As always, the weather conditions in Malaysia will be a factor. Drivers must deal with the heat and humidity. Heavy downpours frequently occur at Sepang Circuit.

Teams are faced with tough conditions for engines and tires. The heat and Sepang's abrasive track surface make tire wear a problem. The engines are heavily stressed from the high air temperatures as well.

"I don't enjoy the heat and the humidity of the place, but the circuit is nice so, we know how it's going to be more or less here," Raikkonen said. "It usually gives a good race, and that's the main thing.
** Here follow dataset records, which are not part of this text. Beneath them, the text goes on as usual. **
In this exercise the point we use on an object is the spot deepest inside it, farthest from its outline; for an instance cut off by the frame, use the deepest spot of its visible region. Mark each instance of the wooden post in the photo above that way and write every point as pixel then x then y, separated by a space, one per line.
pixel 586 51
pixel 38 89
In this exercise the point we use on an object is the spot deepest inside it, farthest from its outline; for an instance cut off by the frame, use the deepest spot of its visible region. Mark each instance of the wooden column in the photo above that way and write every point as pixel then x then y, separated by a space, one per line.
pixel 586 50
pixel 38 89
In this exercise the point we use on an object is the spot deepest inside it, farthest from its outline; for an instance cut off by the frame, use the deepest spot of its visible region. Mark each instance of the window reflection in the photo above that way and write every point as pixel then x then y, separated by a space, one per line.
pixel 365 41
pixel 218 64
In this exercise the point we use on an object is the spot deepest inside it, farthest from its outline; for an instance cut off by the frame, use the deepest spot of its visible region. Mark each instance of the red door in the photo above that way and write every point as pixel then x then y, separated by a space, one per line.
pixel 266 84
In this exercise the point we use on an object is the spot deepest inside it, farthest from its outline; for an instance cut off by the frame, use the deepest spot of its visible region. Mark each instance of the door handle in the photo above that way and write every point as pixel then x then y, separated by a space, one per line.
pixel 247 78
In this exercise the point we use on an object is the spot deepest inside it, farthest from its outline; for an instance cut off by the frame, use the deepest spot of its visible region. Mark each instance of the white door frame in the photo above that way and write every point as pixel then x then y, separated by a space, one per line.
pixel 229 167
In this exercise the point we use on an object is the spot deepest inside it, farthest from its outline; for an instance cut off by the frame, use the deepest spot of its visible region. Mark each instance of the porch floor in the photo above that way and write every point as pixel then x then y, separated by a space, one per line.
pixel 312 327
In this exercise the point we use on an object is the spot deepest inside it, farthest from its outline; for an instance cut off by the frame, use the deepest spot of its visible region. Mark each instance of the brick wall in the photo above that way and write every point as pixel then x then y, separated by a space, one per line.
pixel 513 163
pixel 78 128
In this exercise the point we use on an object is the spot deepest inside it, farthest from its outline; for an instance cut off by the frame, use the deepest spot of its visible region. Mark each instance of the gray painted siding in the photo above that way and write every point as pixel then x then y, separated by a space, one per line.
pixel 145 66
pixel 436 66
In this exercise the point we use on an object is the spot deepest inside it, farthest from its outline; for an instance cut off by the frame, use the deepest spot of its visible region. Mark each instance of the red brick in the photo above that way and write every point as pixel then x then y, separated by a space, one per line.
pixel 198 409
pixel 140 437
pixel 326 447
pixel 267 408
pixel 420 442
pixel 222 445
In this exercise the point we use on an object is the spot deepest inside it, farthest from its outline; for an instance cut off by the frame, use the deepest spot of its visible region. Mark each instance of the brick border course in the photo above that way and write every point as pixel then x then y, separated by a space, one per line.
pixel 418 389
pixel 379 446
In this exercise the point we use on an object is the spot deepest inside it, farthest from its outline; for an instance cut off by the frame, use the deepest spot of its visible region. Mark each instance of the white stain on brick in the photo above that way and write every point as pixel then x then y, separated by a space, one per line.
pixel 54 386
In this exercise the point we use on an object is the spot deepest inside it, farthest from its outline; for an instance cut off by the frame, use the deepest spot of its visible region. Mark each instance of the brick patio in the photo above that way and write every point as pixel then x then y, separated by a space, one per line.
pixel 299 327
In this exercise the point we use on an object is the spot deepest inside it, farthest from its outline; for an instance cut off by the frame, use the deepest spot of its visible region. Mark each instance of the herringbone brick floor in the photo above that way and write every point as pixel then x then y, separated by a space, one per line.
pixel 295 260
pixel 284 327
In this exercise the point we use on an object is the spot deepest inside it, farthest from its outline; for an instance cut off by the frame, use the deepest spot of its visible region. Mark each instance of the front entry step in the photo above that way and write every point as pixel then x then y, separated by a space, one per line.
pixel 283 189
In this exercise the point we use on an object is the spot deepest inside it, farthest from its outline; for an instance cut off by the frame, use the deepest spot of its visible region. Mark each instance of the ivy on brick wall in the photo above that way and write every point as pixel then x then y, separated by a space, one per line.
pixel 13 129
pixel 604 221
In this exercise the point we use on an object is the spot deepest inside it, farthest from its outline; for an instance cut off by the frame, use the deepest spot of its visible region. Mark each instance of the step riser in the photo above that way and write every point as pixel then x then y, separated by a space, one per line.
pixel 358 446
Hopefully, we can have another good weekend and score good points."

Last year's Malaysian GP was stopped for nearly one hour due to a torrential downpour. Moments before the start of the 56-lap race, precipitation began falling on the 3.44-mile circuit. All drivers began with intermediate tires. After the fifth lap, race officials deployed the safety car for the rain. The event then came to a halt a few laps later. Just after pitting for a new set of tires, Alonso took over the lead, while Sergio Perez, who drove for Sauber during the 2012 season, moved into second by lap 17. Alonso and Perez ran in that order from there on.

Alonso is scheduled to participate in his 200th grand prix. The Spaniard has won the Malaysian GP with three different teams -- Renault (2005), McLaren (2007) and Ferrari (2012).

Can Alonso claim his fourth Malaysian GP win on Sunday?

"In Australia, everything went fine for us, and we showed we have good potential," Alonso said. "However, it's true that the Australian circuit is strange and unusual. That means this weekend we will be looking for a little bit of confirmation that the car is performing well. After experiencing positive feelings in winter testing and then in Australia, this weekend is a very real test for us."

Alonso is a two-time F1 world champion (2005-06). He has scored 30 wins, 57 podium finishes and 22 poles in 199 grand prix.